6. Get visual: It's become a corporate sport to make fun of power point, but power point can be a thrill if done right. A picture really is worth a thousand words.

If you want to spark people's imagination, use images more than words. The root of the word imagination is image.

7. Have confidence: Do you know what the root of the word "confidence" is? It comes from the Latin "con-fide" -- meaning "to have faith." Have faith in what? Yourself.

That's not ego. It's the natural expression of a human being coming from the place of being called.

So, if you're about to walk out on stage and are feeling the impostor syndrome coming on, stop and get in touch with what is calling you.

Let that guy/gal speak.

8. Trim the Fat: When Michelangelo was asked how he made the David, he said it was simple -- that he merely took away "everything that wasn't."

The same holds for you, oh aspiring-kick ass-presenter-at-some-future high-profile-conference (or, at the very least, pep-talk-giver to your kid's Junior High School soccer team).

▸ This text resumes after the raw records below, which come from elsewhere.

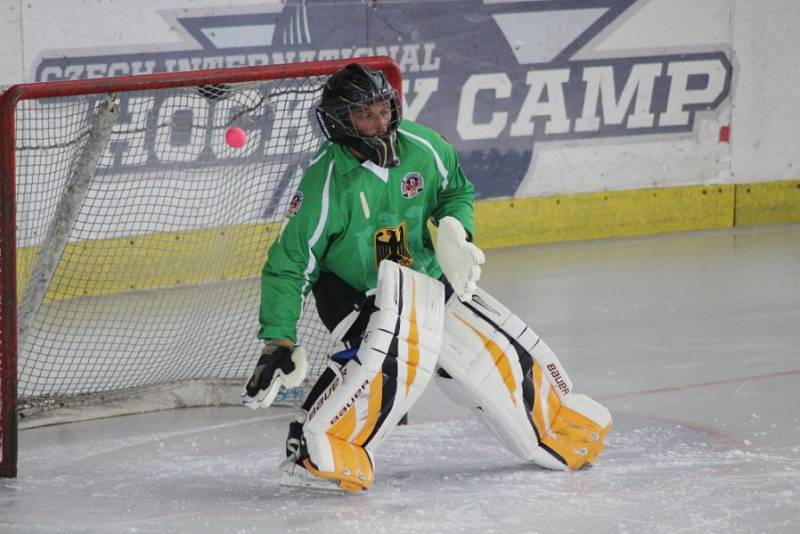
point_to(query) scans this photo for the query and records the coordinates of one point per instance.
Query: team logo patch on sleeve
(411, 185)
(294, 204)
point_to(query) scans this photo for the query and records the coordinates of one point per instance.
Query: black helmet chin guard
(352, 89)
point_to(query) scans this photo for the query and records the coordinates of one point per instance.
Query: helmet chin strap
(379, 150)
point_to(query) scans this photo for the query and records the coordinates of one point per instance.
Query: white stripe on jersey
(323, 219)
(439, 164)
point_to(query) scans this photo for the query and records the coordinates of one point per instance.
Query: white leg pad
(392, 367)
(515, 384)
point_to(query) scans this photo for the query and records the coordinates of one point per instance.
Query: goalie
(401, 311)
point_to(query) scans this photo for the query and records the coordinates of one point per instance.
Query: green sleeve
(292, 266)
(457, 198)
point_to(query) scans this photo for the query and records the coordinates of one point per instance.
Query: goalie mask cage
(133, 236)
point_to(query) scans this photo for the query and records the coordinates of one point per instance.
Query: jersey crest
(411, 185)
(294, 204)
(392, 244)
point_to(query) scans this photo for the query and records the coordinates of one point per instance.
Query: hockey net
(133, 235)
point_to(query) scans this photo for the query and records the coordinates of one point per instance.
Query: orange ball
(235, 137)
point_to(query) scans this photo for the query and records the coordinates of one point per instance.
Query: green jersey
(348, 216)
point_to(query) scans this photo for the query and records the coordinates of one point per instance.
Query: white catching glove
(278, 366)
(460, 260)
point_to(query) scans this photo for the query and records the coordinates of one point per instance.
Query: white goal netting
(141, 234)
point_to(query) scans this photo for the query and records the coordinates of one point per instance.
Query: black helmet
(352, 89)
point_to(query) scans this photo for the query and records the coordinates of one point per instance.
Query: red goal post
(115, 192)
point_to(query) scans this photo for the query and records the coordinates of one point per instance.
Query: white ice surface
(691, 340)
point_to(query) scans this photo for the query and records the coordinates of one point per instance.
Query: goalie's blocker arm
(281, 364)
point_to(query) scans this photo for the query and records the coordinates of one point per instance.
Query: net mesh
(159, 279)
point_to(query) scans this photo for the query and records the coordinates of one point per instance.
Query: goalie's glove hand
(459, 259)
(278, 366)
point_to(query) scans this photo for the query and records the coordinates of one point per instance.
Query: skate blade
(303, 479)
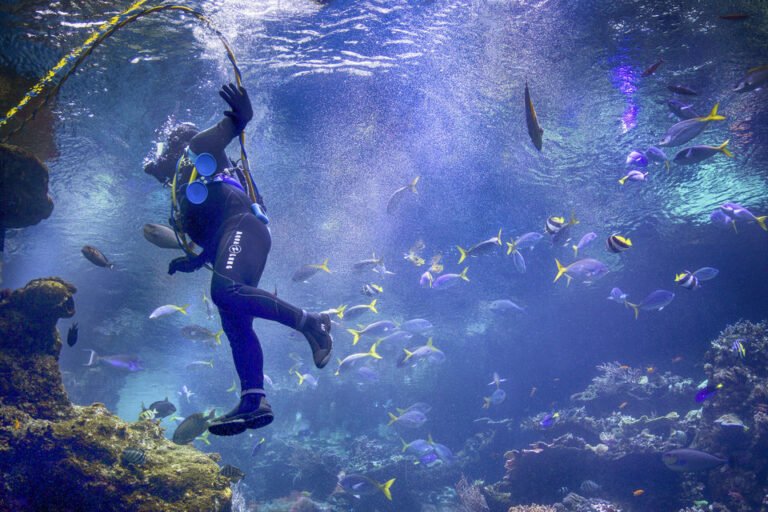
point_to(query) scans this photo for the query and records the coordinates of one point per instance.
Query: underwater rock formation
(734, 422)
(625, 454)
(58, 457)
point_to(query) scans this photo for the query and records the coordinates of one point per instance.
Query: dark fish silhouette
(682, 89)
(648, 72)
(72, 335)
(163, 408)
(96, 257)
(134, 456)
(535, 131)
(193, 426)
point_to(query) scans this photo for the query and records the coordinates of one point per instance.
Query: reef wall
(58, 457)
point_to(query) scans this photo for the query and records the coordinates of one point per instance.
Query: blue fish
(696, 154)
(549, 419)
(587, 270)
(655, 301)
(738, 347)
(657, 155)
(618, 296)
(637, 159)
(708, 392)
(585, 240)
(497, 397)
(449, 280)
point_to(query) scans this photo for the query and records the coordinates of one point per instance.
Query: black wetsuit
(237, 243)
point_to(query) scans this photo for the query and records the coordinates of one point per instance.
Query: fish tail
(462, 253)
(93, 357)
(713, 115)
(385, 488)
(725, 151)
(635, 307)
(372, 352)
(412, 185)
(355, 336)
(561, 270)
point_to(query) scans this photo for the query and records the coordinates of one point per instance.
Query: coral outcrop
(58, 457)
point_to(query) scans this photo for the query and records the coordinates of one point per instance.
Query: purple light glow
(624, 78)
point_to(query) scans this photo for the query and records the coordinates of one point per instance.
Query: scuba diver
(217, 214)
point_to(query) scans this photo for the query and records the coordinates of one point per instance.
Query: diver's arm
(216, 138)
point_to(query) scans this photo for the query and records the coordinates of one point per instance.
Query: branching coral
(471, 497)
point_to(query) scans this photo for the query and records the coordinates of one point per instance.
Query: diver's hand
(237, 99)
(186, 265)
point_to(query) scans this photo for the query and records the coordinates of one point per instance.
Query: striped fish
(617, 243)
(134, 456)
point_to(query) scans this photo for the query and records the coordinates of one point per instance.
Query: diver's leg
(240, 259)
(253, 411)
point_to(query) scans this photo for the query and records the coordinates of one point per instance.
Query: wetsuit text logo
(234, 250)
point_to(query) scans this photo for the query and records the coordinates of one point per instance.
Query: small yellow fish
(436, 267)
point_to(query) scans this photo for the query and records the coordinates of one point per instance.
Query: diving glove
(237, 99)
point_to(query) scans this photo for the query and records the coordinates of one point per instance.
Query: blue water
(352, 101)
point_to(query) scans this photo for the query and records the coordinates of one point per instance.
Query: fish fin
(355, 336)
(722, 147)
(633, 306)
(412, 185)
(462, 254)
(385, 488)
(372, 352)
(93, 356)
(712, 116)
(561, 270)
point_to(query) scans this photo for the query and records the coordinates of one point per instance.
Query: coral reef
(56, 456)
(744, 395)
(471, 497)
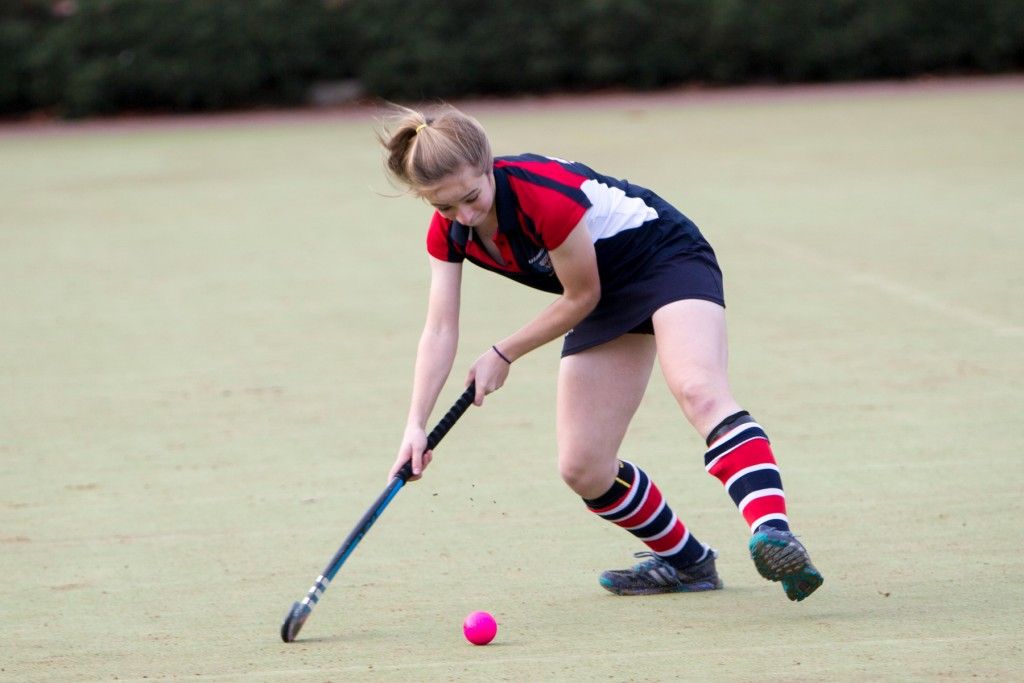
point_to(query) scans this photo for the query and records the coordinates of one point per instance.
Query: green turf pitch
(206, 344)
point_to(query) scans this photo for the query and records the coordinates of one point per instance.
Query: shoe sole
(787, 562)
(697, 587)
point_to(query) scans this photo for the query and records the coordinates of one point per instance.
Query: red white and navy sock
(636, 504)
(739, 456)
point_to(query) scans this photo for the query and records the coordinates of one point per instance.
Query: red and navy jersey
(540, 200)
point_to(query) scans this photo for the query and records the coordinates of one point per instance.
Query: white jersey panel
(611, 211)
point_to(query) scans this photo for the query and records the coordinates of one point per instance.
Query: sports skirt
(667, 276)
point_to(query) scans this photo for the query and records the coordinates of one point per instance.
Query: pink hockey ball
(479, 628)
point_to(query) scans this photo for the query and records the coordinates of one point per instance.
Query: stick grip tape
(442, 427)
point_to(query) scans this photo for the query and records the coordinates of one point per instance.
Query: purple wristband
(501, 355)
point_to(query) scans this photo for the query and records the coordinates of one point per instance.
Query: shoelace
(654, 561)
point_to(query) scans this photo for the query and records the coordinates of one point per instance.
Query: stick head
(293, 623)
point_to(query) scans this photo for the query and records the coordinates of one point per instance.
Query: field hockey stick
(300, 611)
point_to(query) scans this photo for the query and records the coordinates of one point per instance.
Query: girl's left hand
(489, 373)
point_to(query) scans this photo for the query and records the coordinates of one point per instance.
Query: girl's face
(466, 196)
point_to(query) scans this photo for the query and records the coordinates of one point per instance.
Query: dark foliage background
(87, 57)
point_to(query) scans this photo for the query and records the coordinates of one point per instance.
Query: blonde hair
(422, 148)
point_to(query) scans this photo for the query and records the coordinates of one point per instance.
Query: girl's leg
(599, 391)
(693, 352)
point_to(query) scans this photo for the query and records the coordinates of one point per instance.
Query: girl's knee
(586, 476)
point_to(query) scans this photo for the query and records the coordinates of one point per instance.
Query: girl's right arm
(434, 357)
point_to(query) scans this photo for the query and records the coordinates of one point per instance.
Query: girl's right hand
(414, 444)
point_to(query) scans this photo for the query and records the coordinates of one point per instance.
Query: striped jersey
(540, 200)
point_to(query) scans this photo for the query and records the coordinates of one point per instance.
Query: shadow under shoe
(780, 556)
(655, 575)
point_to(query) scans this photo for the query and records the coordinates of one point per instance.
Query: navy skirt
(669, 275)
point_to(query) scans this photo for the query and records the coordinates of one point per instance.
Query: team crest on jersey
(542, 261)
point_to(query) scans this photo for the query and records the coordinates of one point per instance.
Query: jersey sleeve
(552, 202)
(439, 243)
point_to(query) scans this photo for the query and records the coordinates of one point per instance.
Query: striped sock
(739, 456)
(635, 503)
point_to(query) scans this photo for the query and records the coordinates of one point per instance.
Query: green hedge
(103, 56)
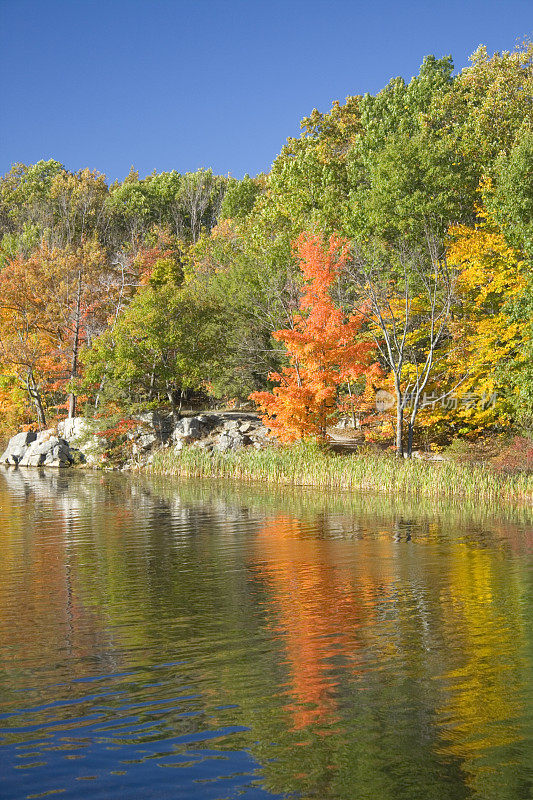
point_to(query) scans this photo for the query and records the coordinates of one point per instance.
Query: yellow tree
(488, 337)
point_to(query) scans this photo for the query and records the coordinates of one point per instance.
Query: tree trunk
(410, 431)
(399, 424)
(35, 396)
(75, 350)
(175, 412)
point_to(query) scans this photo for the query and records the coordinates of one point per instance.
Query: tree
(492, 330)
(406, 296)
(323, 346)
(51, 304)
(155, 352)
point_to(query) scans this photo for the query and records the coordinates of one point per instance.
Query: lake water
(165, 639)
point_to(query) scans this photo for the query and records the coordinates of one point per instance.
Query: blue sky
(168, 84)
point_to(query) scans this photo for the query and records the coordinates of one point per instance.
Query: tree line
(389, 248)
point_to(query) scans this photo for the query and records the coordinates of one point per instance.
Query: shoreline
(309, 466)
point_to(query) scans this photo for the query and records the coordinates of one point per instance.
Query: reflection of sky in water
(104, 745)
(163, 639)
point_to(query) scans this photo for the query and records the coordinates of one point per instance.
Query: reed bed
(309, 465)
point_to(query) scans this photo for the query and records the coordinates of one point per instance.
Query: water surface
(164, 639)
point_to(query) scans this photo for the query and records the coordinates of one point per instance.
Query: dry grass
(307, 464)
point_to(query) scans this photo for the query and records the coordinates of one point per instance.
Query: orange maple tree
(325, 348)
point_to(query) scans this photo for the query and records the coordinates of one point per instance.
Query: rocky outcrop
(44, 449)
(17, 447)
(220, 432)
(75, 440)
(79, 433)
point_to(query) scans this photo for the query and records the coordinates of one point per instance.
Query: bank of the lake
(308, 465)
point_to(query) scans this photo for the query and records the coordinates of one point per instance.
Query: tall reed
(309, 465)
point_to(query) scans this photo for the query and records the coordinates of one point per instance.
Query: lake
(171, 639)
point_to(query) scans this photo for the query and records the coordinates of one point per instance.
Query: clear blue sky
(174, 84)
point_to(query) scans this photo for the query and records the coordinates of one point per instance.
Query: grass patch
(309, 465)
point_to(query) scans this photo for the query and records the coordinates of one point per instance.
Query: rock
(159, 425)
(188, 429)
(17, 447)
(85, 446)
(224, 443)
(48, 450)
(74, 429)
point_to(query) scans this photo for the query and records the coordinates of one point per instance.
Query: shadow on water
(164, 638)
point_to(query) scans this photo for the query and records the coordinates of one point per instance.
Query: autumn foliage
(324, 347)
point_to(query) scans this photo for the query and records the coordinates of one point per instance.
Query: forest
(387, 254)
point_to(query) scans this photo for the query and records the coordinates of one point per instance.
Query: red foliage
(324, 346)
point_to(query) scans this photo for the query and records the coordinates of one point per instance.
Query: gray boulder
(49, 450)
(17, 447)
(187, 430)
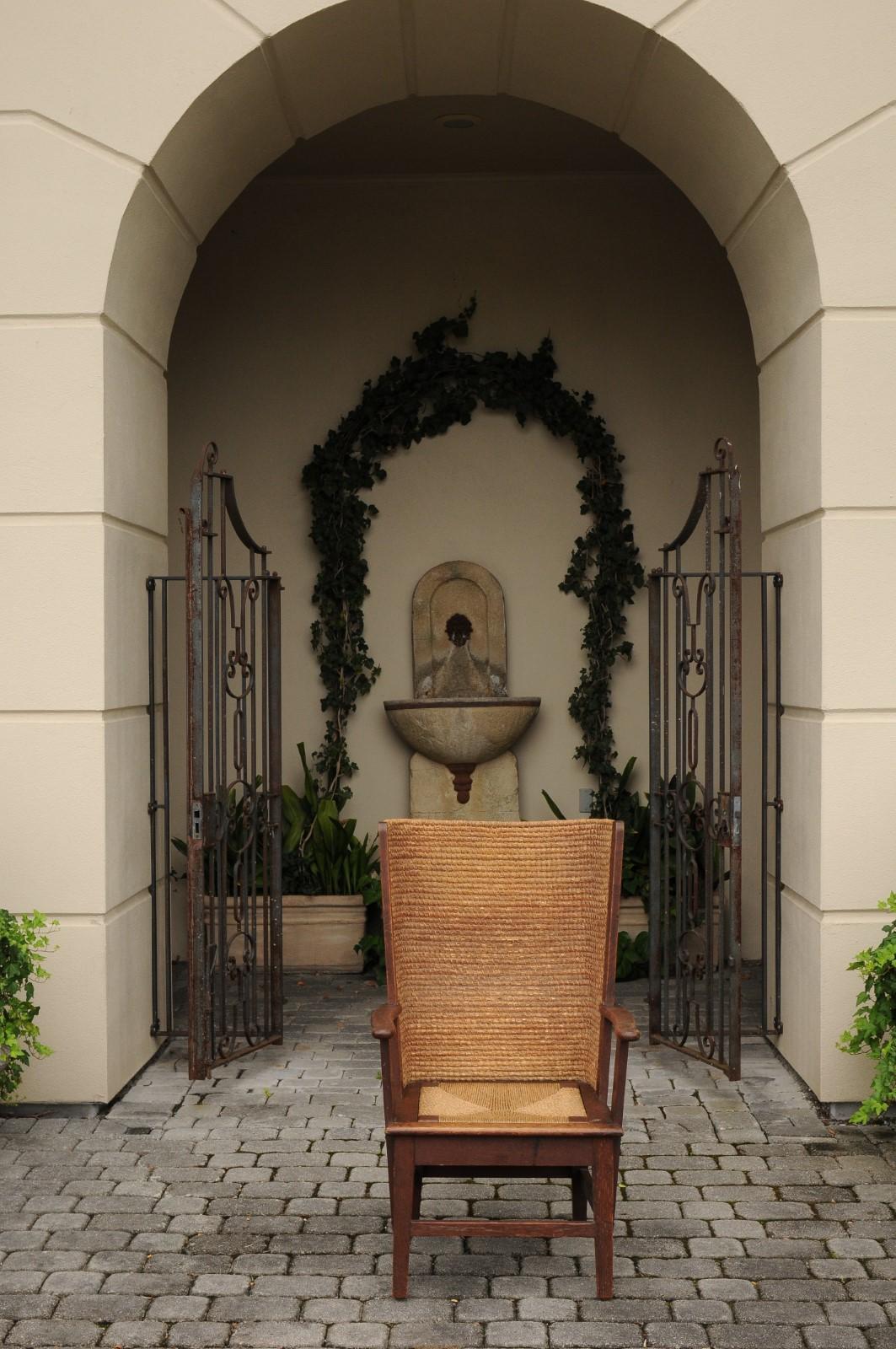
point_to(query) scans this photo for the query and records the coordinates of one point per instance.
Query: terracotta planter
(320, 931)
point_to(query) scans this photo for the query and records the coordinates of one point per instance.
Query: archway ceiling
(722, 96)
(513, 135)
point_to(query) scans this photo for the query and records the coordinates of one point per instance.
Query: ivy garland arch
(421, 397)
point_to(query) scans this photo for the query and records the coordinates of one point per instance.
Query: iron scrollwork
(695, 776)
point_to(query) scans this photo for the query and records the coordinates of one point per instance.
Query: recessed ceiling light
(458, 121)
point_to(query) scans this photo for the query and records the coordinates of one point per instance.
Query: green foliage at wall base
(24, 941)
(421, 397)
(875, 1020)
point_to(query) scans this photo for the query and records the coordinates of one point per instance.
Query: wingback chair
(500, 1020)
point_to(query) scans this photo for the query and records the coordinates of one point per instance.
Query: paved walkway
(253, 1211)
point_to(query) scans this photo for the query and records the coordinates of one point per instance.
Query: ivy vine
(420, 397)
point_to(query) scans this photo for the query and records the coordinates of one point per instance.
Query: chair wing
(501, 941)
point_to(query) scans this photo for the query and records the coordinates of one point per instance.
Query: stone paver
(251, 1211)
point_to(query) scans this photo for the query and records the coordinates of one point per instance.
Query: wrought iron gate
(696, 784)
(233, 916)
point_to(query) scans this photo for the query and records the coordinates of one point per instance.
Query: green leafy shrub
(24, 941)
(421, 397)
(875, 1018)
(620, 803)
(633, 957)
(325, 856)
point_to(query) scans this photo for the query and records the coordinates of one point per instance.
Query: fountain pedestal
(460, 723)
(494, 793)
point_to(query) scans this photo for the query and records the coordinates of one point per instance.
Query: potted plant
(330, 877)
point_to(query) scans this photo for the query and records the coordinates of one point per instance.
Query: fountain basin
(462, 730)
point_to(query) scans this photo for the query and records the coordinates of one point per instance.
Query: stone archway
(141, 126)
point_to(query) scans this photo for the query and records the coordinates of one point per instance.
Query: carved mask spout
(462, 780)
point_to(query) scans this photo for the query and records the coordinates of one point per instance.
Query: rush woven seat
(498, 1029)
(501, 1103)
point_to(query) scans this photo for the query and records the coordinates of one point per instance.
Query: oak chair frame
(586, 1151)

Keep it simple. Or, as Patti LaBarre, the delightful MC at last year's World Innovation Forum put it, "Minimize your jargon footprint."

9. Celebrate what works: If you want to raise healthy kids, reinforce their positive behaviors -- don't obsess on the negative. The same holds true for conference kick asss.

If you want to raise a healthy audience, give them examples of what's working out there in the marketplace. Feature the "bright spots," as Chip Heath likes to say. Share victories, best practices, and lessons learned. Save the bitching and moaning for your therapist.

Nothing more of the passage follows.